Von Christoph von Marschall

Verkörpert Schirin Ebadi irgend etwas von dem, was dem Stifter vorschwebte? Alfred Nobel hatte seinen Friedenspreis der Person zugedacht, die „am meisten oder besten für die Verbrüderung der Völker gewirkt hat und für die Abschaffung oder Verminderung der stehenden Heere sowie für die Bildung und Verbreitung von Friedenskongressen“. Das sind Formulierungen von vorvorgestern, sie zeigen das Weltbild vor über hundert Jahren. In vielen der jüngsten Preisträger ließ sich Nobels Denken dennoch leicht wiedererkennen.

USPräsident Jimmy Carter, der Koreaner Kim Dae Jung, die Iren John Hume und David Trimble, Jitzhak Rabin, Schimon Peres und Jassir Arafat – sie waren an bahnbrechenden Friedensabkommen beteiligt. Oder die Anti-Atom-Bewegung Pugwash, die Internationale Kampagne gegen Landminen, auch die Vereinten Nationen – sie haben die Abrüstung vorangetrieben. Und nun Schirin Ebadi, eine iranische Anwältin, die weder Völker noch Heere lenkt, sondern sich für die Rechte von Frauen und Kindern stark macht: Wie passt sie zu Nobels Idee?

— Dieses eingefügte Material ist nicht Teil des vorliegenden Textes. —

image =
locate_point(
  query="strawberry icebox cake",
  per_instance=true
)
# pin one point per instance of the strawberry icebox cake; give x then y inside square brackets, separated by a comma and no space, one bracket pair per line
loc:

Sie ist kein Fehlgriff. Das Komitee hat die Kraft, Nobels Idee zeitgemäß zu interpretieren. Und den Mut, überraschend und unabhängig zu entscheiden. Die Vorstellung, was Frieden ausmacht, hat sich stark gewandelt. Das zeigen neben der Ehrung Schirin Ebadis auch die angeblichen Favoriten in diesem Jahr: Johannes Paul II., der mit den Divisionen des Papstes, und Vaclav Havel, der mit der Macht des Wortes Diktaturen erodieren ließ; oder der brasilianische Staatschef Lula da Silva, der gegen soziale Ungleichheit vorgeht. Frieden ist mehr als die Abwesenheit von Krieg. Auch politische, wirtschaftliche und soziale Sicherheit gehören dazu – und die Freiheit, ein selbst bestimmtes Leben zu führen. Wo Menschen körperlicher, politischer oder religiöser Gewalt ausgeliefert sind, ist kein Frieden. Es kann, im Gegenteil, geradezu friedensstiftend sein, eine Stabilität zu bekämpfen, die sich auf Gewalt und Zwang stützt, auch wenn das zunächst Unfrieden schürt.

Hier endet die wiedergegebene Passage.